Plenty of people would rave on about how Istanbul’s one of those really great places with great markets and interesting sights to see.
“Sure, but what would I do there?” I’d still ask.
No one ever really had a concrete answer. Until one day, a friend of mine suggested that we go to Istanbul for a few days. I’m not really sure what made me suddenly want to go visit Turkey, but I agreed to go. I then realized how different Istanbul was from most of the places I had been travelling to. I had been mostly traversing Western Europe, and though Istanbul seemed to be somewhat European, it was still completely different from anything I had seen thus far.
Walking through the city, it didn’t feel too foreign. It definitely wasn’t anything like Spain, but it felt reminiscent of a place I had never been before.
How is this even possible? How can this feel familiar, if I’ve never seen anything like this before? I’d think to myself.
My friend and I walked around to see the main sites – the Blue Mosque, the Hagia Sophia, the bazaar, the water, even one very empty Turkish bath – but it was really my experience with the people of Istanbul that defined my trip there.
Never one to expect anything significant to be directed to me, I really expected most people to ignore me. The friend I was travelling with was very obviously foreign to Turkey, whereas I could easily blend in. So, it surprised me how much the locals took an interest in me.
“Where are you from? No, where are you really from? You could be Turkish.”
I would hear the above line consistently throughout the trip. And whenever I would insist that I wasn’t Turkish, it was always met with skepticism. Until I would confirm that while I was Canadian, my parents were originally Afghan.
“Oh, wow!

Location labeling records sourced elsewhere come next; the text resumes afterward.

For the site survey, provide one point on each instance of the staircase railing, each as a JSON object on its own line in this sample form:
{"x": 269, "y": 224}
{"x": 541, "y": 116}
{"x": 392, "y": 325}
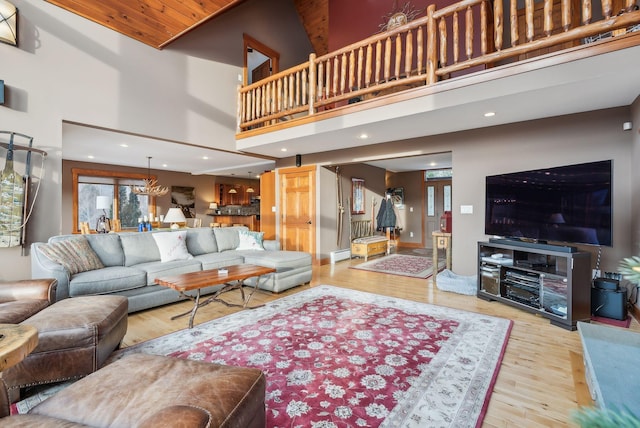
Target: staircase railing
{"x": 423, "y": 52}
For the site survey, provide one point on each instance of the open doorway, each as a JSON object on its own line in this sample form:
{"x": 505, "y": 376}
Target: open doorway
{"x": 260, "y": 61}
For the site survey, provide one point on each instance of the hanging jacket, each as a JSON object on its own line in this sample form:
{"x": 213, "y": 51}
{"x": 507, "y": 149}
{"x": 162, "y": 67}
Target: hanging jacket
{"x": 386, "y": 216}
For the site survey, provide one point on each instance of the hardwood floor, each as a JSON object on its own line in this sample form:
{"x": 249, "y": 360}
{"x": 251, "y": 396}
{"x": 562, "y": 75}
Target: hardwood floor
{"x": 541, "y": 380}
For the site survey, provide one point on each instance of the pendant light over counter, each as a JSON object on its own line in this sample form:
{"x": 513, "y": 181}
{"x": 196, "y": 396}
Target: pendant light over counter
{"x": 151, "y": 186}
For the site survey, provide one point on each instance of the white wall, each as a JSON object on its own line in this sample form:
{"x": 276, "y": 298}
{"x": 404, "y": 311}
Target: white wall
{"x": 69, "y": 68}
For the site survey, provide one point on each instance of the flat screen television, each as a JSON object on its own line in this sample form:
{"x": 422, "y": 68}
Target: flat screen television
{"x": 569, "y": 203}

I really like Afghan culture! Here, have a discount!”
It was unexpected. For most of my life, I had to explain why I looked different from the average person in my city. Most people thought I was Spanish, to the point that sometimes I would hear unflattering things about the region of the world where my parents actually came from. I got so used to not saying where my parents are originally from, if only to save myself from having to explain things further.
In Istanbul, however, my origins were appreciated. And in Spain, it was the same thing. It was really the first time I had ever felt happy to explain my parents’ origins, my origins, and the whole story. I never felt the need to explain myself the way I felt I had to with people of other places. Turkish people simply understood.
Istanbul is one of those few places where I think I could go back multiple times and enjoy it every time. The city is so vast, varied, and impossible to get to know in one trip. It’s also culturally familiar, for me, without being completely removed from what I feel comfortable with. It is, essentially, a meeting point between the east and west.
It’s also where I had my first overwhelmingly-positive experience in regards to my background. Although I had also received mostly positive feedback in Spain, my origins story made me feel like a friend of the people I met in Istanbul.
We take moments like this for granted. We think nothing of it, until we realize, years later, that moments like this impact us in a great way. I don’t have many photographic memories of this trip to Istanbul, though I made myself take a few pictures as the city itself was stunning beyond words. But I’m glad that I didn’t capture every little moment, nor every little exchange, because the memories have stuck with me more than a moment of instant gratification ever could. I’m grateful that I was able to visit Istanbul, and I hope to go back again soon.